Detectives from Sarah inquiry to help hunt for Milly
Senior detectives from the Sarah Payne murder investigation have been drafted in to advise officers searching for the schoolgirl Amanda Dowler.
Police also made an appeal on the BBC's Crimewatch programme last night as hopes were fading of finding the 13-year-old alive.
Sarah, eight, whose paedophile killer Roy Whiting was jailed for life last year, grew up in Hersham, within miles of the Dowler family.
Amanda, known as Milly, was last seen starting on the 15-minute journey home from the train station in Walton-on-Thames, Surrey. The police have still not found any firm leads despite a huge search and hundreds of calls from the public since she went missing eight days ago.

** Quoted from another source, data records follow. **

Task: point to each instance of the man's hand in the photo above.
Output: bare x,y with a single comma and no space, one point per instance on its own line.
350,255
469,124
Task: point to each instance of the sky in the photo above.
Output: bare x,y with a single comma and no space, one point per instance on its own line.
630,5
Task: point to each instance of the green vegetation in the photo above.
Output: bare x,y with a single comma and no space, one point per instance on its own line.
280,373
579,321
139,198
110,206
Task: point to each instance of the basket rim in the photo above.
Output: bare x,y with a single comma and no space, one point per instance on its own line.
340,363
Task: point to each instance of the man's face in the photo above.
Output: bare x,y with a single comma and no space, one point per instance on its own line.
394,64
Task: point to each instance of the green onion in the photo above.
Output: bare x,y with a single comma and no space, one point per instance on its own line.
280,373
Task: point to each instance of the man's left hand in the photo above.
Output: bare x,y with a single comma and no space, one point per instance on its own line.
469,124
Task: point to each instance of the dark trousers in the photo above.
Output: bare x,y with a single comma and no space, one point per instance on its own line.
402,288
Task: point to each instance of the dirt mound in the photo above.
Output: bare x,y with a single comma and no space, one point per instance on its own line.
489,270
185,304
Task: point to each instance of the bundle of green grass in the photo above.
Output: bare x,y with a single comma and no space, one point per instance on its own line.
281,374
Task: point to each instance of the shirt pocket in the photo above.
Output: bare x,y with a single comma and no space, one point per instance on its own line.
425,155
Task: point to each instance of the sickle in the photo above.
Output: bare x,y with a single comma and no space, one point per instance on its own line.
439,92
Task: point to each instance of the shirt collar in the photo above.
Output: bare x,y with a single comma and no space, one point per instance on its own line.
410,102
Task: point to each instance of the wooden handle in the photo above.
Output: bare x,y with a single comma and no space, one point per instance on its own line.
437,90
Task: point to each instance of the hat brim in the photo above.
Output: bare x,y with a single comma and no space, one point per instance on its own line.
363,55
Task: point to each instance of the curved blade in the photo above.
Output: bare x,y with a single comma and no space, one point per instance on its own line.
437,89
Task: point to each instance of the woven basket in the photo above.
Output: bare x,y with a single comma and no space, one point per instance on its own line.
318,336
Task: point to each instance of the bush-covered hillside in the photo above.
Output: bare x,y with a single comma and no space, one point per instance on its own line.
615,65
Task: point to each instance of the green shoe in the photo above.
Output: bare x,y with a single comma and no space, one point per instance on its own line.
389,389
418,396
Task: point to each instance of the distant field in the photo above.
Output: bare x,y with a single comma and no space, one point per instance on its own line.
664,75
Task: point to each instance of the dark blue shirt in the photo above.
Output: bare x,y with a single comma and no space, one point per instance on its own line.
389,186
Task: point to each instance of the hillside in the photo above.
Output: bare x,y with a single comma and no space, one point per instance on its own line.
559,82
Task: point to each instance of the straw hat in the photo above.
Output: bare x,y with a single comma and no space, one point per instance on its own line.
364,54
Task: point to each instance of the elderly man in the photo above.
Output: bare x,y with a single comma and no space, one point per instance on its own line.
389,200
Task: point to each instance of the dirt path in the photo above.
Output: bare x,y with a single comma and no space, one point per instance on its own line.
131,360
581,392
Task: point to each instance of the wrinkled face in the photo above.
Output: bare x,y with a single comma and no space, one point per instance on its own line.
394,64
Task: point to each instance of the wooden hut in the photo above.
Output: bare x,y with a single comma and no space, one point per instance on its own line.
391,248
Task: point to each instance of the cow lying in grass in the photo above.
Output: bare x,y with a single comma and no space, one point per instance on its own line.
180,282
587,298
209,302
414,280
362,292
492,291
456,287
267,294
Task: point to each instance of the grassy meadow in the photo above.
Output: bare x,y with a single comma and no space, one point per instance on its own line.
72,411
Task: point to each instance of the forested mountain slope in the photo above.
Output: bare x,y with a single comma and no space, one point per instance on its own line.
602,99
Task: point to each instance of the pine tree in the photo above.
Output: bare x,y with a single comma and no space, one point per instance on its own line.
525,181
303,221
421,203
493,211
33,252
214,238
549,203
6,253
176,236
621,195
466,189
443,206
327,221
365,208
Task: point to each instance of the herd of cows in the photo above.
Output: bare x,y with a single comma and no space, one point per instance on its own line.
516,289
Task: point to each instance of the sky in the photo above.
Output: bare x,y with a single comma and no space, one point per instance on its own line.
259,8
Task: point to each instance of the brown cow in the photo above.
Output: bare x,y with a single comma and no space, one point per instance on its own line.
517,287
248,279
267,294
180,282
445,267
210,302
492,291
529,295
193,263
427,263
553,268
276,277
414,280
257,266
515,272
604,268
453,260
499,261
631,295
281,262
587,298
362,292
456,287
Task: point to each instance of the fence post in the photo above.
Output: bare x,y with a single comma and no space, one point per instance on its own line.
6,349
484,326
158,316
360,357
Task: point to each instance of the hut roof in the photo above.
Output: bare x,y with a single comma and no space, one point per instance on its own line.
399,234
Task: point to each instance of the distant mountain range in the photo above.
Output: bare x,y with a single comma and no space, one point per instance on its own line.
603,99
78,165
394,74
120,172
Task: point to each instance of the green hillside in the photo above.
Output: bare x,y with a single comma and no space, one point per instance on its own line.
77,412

Superintendent Alan Sharp said the search would continue to concentrate on a three-square mile area between the railway station, her home and Hersham train station. Officers were continuing to pick through allotments, gardens, streams and culverts.
The search is expected to be broadened with new areas being targeted from aerial photographs.
The Dowler home was cordoned off yesterday as police began a routine search there for clues to her disappearance.
A spokeswoman for Surrey Police said: "It's a routine search of the house and garden. There are no plans to dig up the garden. They're just trying to find anything that might explain why she ran away, if that's what happened. But the family are not being treated as suspects."
Amanda's parents, Robert, 50, and Sally, 42, made a public appeal on Wednesday for her return. They said they feared she had been abducted.
The couple were in London for the Crimewatch programme last night while officers worked at their home. Mr Sharp said the television appeal was to alert those living outside the Surrey area. "She could be anywhere," he said.